David Brunelle, Starbucks' director of product engineering, blasted a salesperson for sending an email that Brunelle considered rife with sexism.
What was so bad about the message?
Brunelle received the email from an unidentified salesperson comparing women to coffee.
According to the message — which Brunelle shared on social media — the marketing email read, "I can't help myself, what's your go-to order at Starbucks. I like my women like I like my Starbucks order: Tall, Blonde, Americano ... "
Brunelle shared the message with the caption, "Here's a blatant example of sexism in an email from a salesman this morning."
"Men," Brunelle warned, "don't do this."
What did Brunelle say?
Brunelle issued a scathing email response to the unidentified salesperson.
He wrote, "You lost me with this line," and pointed to the remark comparing women to coffee.

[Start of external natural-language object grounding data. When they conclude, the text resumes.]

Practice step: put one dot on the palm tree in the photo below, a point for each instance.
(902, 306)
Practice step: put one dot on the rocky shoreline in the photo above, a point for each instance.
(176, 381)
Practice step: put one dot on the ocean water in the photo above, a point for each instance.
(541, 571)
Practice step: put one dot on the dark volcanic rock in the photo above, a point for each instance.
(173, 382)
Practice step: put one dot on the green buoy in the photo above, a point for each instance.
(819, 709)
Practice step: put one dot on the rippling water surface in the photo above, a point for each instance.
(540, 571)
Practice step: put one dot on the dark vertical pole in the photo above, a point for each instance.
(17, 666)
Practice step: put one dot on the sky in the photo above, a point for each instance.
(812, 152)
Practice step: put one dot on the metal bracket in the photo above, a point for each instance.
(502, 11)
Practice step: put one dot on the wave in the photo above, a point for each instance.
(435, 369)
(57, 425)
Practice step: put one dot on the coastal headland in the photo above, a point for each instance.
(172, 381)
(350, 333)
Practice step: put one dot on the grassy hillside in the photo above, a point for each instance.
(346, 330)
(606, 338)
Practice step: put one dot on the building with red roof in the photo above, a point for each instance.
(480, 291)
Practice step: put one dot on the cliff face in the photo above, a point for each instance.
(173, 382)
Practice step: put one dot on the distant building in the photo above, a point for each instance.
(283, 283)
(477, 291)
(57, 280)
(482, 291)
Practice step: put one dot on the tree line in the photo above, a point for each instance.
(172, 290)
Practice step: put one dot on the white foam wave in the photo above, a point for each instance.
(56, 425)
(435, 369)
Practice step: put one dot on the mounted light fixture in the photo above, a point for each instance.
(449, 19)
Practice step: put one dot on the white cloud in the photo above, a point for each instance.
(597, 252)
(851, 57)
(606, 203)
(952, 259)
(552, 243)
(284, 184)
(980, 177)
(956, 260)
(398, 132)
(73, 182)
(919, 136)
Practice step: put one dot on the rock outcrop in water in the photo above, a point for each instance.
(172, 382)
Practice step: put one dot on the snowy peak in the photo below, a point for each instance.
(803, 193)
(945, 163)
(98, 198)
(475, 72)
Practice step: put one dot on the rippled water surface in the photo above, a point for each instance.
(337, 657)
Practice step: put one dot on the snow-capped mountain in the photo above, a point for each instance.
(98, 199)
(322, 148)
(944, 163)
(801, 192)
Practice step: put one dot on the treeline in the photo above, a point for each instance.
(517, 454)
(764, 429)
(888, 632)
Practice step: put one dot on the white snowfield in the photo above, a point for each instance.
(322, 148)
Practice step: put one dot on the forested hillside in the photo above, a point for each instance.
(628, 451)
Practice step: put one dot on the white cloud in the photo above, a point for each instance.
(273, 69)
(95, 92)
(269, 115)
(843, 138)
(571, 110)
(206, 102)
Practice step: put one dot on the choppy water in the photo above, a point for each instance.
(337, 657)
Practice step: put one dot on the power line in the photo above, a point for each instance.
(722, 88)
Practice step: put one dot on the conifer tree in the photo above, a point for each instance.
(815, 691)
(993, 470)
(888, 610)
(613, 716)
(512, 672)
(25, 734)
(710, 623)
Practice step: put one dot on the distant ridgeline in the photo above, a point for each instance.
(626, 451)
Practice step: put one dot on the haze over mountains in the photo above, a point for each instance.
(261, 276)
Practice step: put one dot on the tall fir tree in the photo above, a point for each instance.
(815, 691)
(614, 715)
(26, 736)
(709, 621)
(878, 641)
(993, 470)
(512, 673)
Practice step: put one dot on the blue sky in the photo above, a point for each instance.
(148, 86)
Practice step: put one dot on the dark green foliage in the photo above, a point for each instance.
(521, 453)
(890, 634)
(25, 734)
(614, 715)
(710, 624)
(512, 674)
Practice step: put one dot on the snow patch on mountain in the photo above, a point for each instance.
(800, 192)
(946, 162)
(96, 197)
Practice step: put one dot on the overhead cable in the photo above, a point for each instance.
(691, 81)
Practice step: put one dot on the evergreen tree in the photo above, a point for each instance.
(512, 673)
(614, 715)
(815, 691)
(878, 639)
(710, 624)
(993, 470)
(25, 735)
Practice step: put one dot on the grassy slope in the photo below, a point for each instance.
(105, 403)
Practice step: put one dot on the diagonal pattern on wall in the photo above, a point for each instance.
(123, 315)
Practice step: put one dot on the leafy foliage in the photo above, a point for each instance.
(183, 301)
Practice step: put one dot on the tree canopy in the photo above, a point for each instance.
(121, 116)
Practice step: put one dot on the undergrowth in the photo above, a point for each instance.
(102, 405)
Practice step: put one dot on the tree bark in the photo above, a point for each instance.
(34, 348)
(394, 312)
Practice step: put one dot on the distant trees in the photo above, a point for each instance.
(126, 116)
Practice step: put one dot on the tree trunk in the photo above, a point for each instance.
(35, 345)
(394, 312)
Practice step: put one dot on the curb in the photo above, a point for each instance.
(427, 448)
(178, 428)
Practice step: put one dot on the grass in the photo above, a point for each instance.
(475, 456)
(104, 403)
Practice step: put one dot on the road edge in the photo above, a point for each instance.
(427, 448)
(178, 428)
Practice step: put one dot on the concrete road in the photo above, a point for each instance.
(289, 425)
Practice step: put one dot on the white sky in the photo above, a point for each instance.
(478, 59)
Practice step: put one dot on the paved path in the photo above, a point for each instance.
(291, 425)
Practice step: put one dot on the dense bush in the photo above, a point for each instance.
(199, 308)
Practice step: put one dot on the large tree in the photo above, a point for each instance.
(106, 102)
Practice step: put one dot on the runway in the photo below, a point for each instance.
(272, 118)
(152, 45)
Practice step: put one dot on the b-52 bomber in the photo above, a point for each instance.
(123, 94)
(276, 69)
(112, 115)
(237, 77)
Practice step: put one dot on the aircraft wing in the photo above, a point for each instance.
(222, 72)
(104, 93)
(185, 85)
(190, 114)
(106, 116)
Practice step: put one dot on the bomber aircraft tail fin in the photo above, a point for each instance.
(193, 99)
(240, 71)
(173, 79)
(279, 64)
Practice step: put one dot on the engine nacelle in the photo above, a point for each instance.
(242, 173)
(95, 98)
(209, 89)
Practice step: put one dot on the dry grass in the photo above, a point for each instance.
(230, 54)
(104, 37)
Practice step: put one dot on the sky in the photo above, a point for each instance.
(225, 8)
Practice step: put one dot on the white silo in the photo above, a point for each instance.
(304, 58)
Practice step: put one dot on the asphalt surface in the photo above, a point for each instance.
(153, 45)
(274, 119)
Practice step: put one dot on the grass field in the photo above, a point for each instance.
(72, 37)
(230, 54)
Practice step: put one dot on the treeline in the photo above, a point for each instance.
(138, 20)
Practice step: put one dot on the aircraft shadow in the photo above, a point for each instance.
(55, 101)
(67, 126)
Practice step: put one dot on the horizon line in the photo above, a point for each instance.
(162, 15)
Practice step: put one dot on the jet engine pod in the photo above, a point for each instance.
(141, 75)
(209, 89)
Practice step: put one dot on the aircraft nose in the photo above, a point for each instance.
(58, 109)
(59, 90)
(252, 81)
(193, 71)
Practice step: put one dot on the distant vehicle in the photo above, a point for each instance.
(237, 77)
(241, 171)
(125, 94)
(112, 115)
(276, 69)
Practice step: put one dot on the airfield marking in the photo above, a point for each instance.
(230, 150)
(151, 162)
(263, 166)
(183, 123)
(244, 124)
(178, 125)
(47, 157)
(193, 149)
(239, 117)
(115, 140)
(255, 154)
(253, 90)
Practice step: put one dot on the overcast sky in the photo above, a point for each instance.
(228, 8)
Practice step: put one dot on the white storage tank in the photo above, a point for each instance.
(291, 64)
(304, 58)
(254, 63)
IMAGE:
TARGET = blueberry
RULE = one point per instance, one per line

"Tech can be a challenging place for women," Brunelle wrote. "Your statement perpetuates the mindset that women are here for our entertainment. I don't believe that to be true.
"This type of statement also makes a few dangerous assumptions," he added. "That I'm heterosexual and will relate to the objectification of women[.] That I'm cisgender and haven't personally been objectified/alienated[.] That I'd feel comfortable objectifying women behind closed doors[.]"
Brunelle added that he doesn't feel that Starbucks' and the salesperson's "values align."
"One of my company's values, that I am deeply committed to upholding is 'Creating a culture of warmth and belonging, where everyone is welcome,'" Brunelle boasted. "I'm also dedicated to increasing diversity in technology. In order to increase the number of women and minorities in this field, we need to foster an environment where everyone feels safe and supported."
His message concluded, "It doesn't seem like our values align."
Brunelle later responded to a Twitter follower who asked why the Starbucks exec felt the need to air the details of the private email.
The user wrote, "While I 100% agree with the spirit of your response why the need for a tweet? Does twitter really need to be the fly on the wall in every conversation?"
Brunelle responded with three points.
"To demonstrate that folks from under represented groups have allies," he wrote.
"To show men that have yet to internalize the lesson yet: sexism/ racism is not ok," his response added.
"To model what it looks like to hold each other accountable," he concluded.
Brunelle also revealed that he decided to share the salesperson's email with the company's CEO and VP of Sales.
"After careful consideration, I decided to share this email with the company's CEO and VP of Sales," Brunelle said. "I suggested this person be given an opportunity to receive training and contribute to D&I efforts vs. being punished. This type of attitude is just too problematic to brush off."